Она переносит это стоически. Да и что ей остается! Уже стоя на краю ямины, в растравление себе — себе, отдаваемой, за невозможностью иного суда, на суд потомства — она будет «держаться молодцом»: «Начну ставить себе какие угодно мушки. Можно прикрывать пятно, убирая лиф цветами, кружевом, тюлем, другими прелестными вещами. К ним прибегают часто и без нужды. Это будет очень даже мило».[26]

— Как называется корабль, на котором шевалье отправляется в свое паломничество?

— Он зовется «Улисс» — черная вода. По преимуществу мы будем плыть в ночное время.

— Тогда конечно. Одиссей плыл в сиянии дня. Солнце слепило Навсикаю, провожавшую взглядом белый парус. А когда все опустело на горизонте… Заметьте, она в той же позе, что и Ариадна: роняет голову на руки и, не думая о своей красоте, подняв плечи, отдается слезам.

У Педрильо было предчувствие, что сейчас он отыщет искомое — так и случилось.

— Улисс — черные воды, — повторила она не спеша, словно читая на свет водяные знаки. — Это означает, Навсикая повергнута в ночь своей скорби. Такая, она для меня сливается с Марией — не Магдалиной, другой.

Тут-то Педрильо и заметил холст, повторявший роспись в церкви — в Кастексе. Те же натурщицы, в иных лишь позах. Магдалина видна в профиль, левое колено преклонено, на правое она опирается согнутой в локте рукой, поддерживающей кистью подбородок. Несколько поодаль другая Мария. Лицо закрыто ладонями, плечи островерхие, как у польских гордячек в фильме Эйзенштейна (вариант: как башни немецких городов). Для нее все кончено. Как кончено все и для Навсикаи, тоже пленившейся баснями…

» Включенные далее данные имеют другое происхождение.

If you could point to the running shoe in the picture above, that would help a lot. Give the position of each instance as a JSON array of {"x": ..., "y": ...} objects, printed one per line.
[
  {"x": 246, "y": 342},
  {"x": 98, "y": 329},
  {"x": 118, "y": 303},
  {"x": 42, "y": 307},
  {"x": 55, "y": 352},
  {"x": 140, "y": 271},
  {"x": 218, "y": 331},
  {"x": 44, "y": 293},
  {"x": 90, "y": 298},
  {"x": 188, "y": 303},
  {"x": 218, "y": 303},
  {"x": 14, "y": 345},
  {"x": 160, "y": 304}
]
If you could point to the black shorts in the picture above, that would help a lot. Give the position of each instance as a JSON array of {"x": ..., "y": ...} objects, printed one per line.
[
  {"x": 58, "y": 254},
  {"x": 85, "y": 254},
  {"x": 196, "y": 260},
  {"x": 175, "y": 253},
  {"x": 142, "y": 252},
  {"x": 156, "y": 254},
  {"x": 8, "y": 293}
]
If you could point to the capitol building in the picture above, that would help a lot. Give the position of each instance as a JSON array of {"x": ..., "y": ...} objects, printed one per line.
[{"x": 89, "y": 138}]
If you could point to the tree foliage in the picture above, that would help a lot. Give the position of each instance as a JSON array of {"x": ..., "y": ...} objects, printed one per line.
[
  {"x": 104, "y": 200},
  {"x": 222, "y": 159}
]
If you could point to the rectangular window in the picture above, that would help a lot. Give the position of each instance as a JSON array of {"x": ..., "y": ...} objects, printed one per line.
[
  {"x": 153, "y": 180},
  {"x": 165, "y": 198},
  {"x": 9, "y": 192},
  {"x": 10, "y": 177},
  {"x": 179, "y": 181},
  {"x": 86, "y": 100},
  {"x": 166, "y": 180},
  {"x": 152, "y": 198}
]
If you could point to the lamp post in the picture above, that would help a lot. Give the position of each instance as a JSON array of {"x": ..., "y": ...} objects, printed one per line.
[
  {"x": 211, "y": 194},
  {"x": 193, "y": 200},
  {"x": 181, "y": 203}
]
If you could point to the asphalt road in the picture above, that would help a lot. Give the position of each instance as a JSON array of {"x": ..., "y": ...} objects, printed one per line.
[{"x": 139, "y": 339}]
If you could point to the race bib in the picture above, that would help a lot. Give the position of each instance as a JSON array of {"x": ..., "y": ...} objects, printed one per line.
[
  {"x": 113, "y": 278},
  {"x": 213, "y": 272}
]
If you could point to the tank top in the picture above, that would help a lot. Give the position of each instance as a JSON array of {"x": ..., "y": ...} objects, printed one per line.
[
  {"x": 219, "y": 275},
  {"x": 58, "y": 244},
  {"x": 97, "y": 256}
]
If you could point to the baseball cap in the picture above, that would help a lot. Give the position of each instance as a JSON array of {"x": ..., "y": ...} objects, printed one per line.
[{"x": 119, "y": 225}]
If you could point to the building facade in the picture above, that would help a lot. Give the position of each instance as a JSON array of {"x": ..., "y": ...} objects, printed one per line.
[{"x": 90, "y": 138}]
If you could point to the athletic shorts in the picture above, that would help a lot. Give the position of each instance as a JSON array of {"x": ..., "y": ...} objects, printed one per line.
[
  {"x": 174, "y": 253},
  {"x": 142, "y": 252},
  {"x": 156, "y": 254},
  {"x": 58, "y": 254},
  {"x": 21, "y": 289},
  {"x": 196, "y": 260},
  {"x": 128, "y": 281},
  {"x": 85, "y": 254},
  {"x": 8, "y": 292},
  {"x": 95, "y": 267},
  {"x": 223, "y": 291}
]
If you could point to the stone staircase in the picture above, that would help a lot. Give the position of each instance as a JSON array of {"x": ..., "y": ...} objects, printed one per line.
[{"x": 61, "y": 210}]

— Я потрясен до глубины души. В современной живописи я еще не встречал вещей равноценных. Трудно поверить, что подобный шедевр — творение юной художницы. Да мыслимо ли это! Перл общества, барышня, которой впору принимать лишь бесчисленные знаки внимания от своих поклонников и воздыхателей, — и создает полотна, достойные Бастьен-Лепажа.

— Вот и все так, — вздохнула Мария Башкирцева, — никто не верит, что эти картины писаны молодой девушкой. За меня-де пишет Робер-Флери, другие…

— Лгут, что не верят. Просто зависть. (А про себя: «К кому, к этой страдалице — оглохшей, чахоточной?») Но скажите: эти образы, созданные вами… в душе вы, должно быть, с ними неразлучны?